I am working on a way to get the maximum out of $80,000. I am looking to create a GPU Cluster or GPU blade that can be used with FaceSwap. I am in the early stage here and need to make sure that FaceSwap can handle more than 8 GPUs for training.

So some of the questions that I have are as follows:

  1. What is the maximum GPU count for FaceSwap?
  2. What is the best GPU for training?
  3. Is there a way to run FaceSwap training from multiple (separate) PCs? [This one is sort of a backup plan if the GPU Cluster or GPU blade is not compatible with FaceSwap.]

Re: question on the use of multiple gpus 8+

Posted: Tue Dec 28, 2021 8:48 pm
by bryanlyon

There are no maximum number of GPUs, but each additional GPU adds more latency and provides less gain. If you were to do 8 GPUs, you'll definitely actually be past that bottleneck and you'll get better results by reducing the number of GPUs.
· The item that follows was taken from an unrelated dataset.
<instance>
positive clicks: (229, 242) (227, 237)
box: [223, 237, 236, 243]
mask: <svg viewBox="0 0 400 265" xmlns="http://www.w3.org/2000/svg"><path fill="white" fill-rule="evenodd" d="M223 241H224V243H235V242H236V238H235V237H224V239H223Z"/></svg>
The GPU I normally recommend is a 3060. It's got a lot of VRAM for it's tier. You might want to see if that is the balance you want however. 3090 might be worth the extra speed in your use case.


Re: question on the use of multiple gpus 8+

Posted: Tue Dec 28, 2021 9:15 pm
by mjam

Thanks for the fast reply, I did not expect to get one that fast, this helps a lot. So, the only question I have now is: Is it possible to run 1 training session over multiple computers, let's say 12 pcs running with rtx 2090s?


Re: question on the use of multiple gpus 8+

Posted: Tue Dec 28, 2021 9:16 pm
by bryanlyon

No. Latency is bad enough if the GPUs are all in one box. If you were to sync over a network you'd lose anything you could possibly gain from more GPUs.


Re: question on the use of multiple gpus 8+

Posted: Tue Dec 28, 2021 9:25 pm
by mjam

Thanks for your time. :)


Re: question on the use of multiple gpus 8+

Posted: Tue Jan 04, 2022 9:56 pm
by mjam

Ok, I got some ideas here. I am looking at a 8 GPU server with them all being Nvidia A100. I realize this is extreme overkill for a face swap system but in my situation it is not only for face swapping. But, as to not waist on any of my projects, I just wish to see if a system like this would be compatible with FaceSwap. I am very new to deeplearning so I am not sure about the A100 working with FaceSwap. So, my main question now is: Will FaceSwap work with 8 Nvidia A100 GPUs?


Re: question on the use of multiple gpus 8+

Posted: Tue Jan 18, 2022 5:26 pm
by abigflea

I think it will be compatible, although I wouldn't use more than 2 or 3 cards.
As Bryanlyon said, the latency between cards will slow things down.

The cards need to communicate with each other, the more cards, the more communication.

For sure, each card would need to be connected to a Pcie slot Gen 3 or 4 running the full X16.
I had 4x 3070 connected and it was trash, one card was communicating at Gen 3, X1 speed. The entire 4 card setup was slower than a single card!

One can make the argument that more cards allow a larger batch size, which is better, but I feel a batch size more than 80-100 and the models quit learning , or simply crash.
I can get a Batch size of 110 on Villain with 2x 3090, and I reduce the batch size to 20 by the end of training .. so those 2 are plenty.